Learning How to Affect Change

Just when you think you have “agvocacy” figured out, you go on a trip to Sacramento and your mind is blown.

During my last quarter here at Cal Poly, I have been lucky enough to take an agricultural public policy class. All quarter, movers and shakers in California Agriculture have come into our class and hashed out the issues affecting our industry. Over the past eight weeks, my classmates and my knowledge on labor, immigration, air quality, invasive pasts and communicating the agricultural message has grown exponentially. For two hours twice a week, I got to sit down and learn about the industry I love. It has been fantastic.

The capstone to the class was a trip to Sacramento. The trip was organized by Cal Poly alum, George Soares, whose law firm, Kahn, Soares and Conway, represents the majority of the California agriculture industry. There is no better workhorse for agriculture than Mr. Soares. Mr. Soares is proactive in educating people on agriculture issues and making sure that agriculture is always fairly represented. Simply getting to spend time with Mr. Soares is an inspiration.

From Sunday night to Tuesday morning, we visited with lobbyists, legislators, the head of the Department of Pesticide Regulation, CDFA Secretary Karen Ross and many more important people. I feel so lucky that these important people took time out of their very busy days to speak with us, all with the belief that we too would be working for the agriculture industry very soon.

Of course, we had to prove that we had been absorbing the information all quarter. Monday night we visited the California Farm Bureau Federation, where we gave group presentations on issues affecting California agriculture to Cal Poly alumni and more than a few parents of myself and my classmates (I got to see my parents for the first time since March! It was great!). My group was charged with educating the group on issues in the California dairy and poultry industries. We approached the issue from a values standpoint- we explained both the scientific and values reasons behind decisions made every day in animal agriculture. If we can convince the public that we all have the same values when it comes to animal welfare, the public will respect the practices in place in the animal agriculture industry (I have a feeling I will be writing an entire blog on this topic this weekend :)).

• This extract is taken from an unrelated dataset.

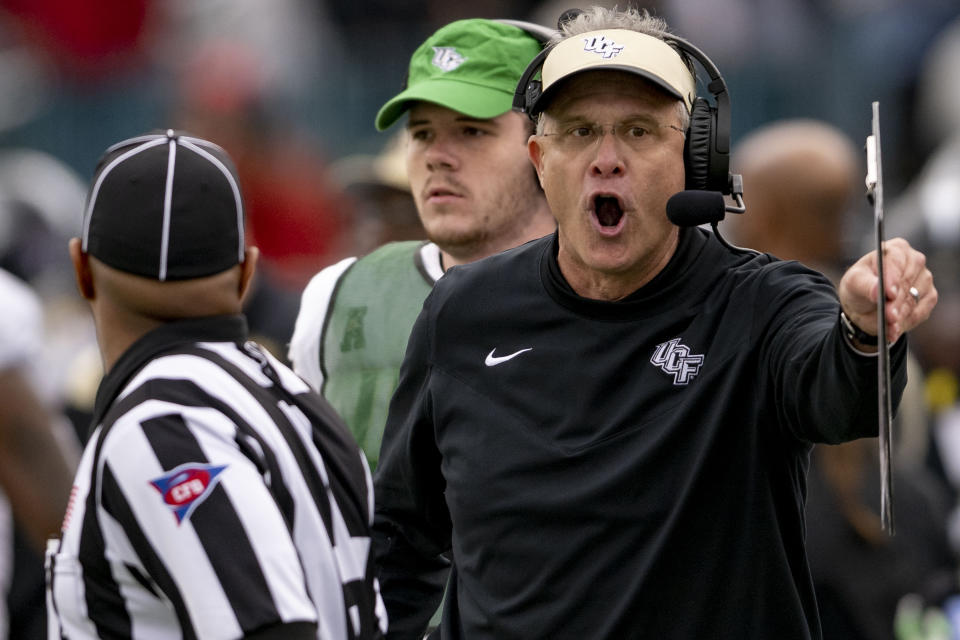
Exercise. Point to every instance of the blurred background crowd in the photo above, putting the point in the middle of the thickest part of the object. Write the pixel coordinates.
(290, 89)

During our last meeting today, I began to realize that it is possible to make a difference for agriculture on a public policy level. So often we only hear about the losses agriculture experiences, but in reality, people are working hard everyday to preserve agriculture in many more ways than we realize. It’s true that the majority of votes in the State Senate and House of Representatives come from urban centers who don’t care about agriculture and don’t understand its many facets. But people are working everyday to educate them, and strong relationships are being formed.

Mr. Soares is a great example of a person who is reaching out to the urban decision makers and making a difference. I’m not completely sure how the relationship began, but somehow Mr. Soares formed a strong relationship with Gil Cedillo, the Assemblymember from the 45th District, or downtown Los Angeles. Mr. Cedillo deals with education, gangs, drugs and violence in his district. Mr. Soares reached out to Mr. Cedillo and gained his support on a water bond that was begin put together. Later, Mr. Soares brought Mr. Cedillo out to the Soares Dairy in Hanford, where Mr. Cedillo was able to speak with workers, watch daily operations and drive a corn chopper. Because of Mr. Soares’ effort to make a difference, agriculture gained an ally in Gil Sedillo.

If we work hard enough, we can make a difference. It is possible to affect change for agriculture on a public policy issue, though it doesn’t always seem that way. But if we go beyond the law offices and beyond the Senate floor and get decision makers into the heart of agriculture, we can gain allies and protect agriculture.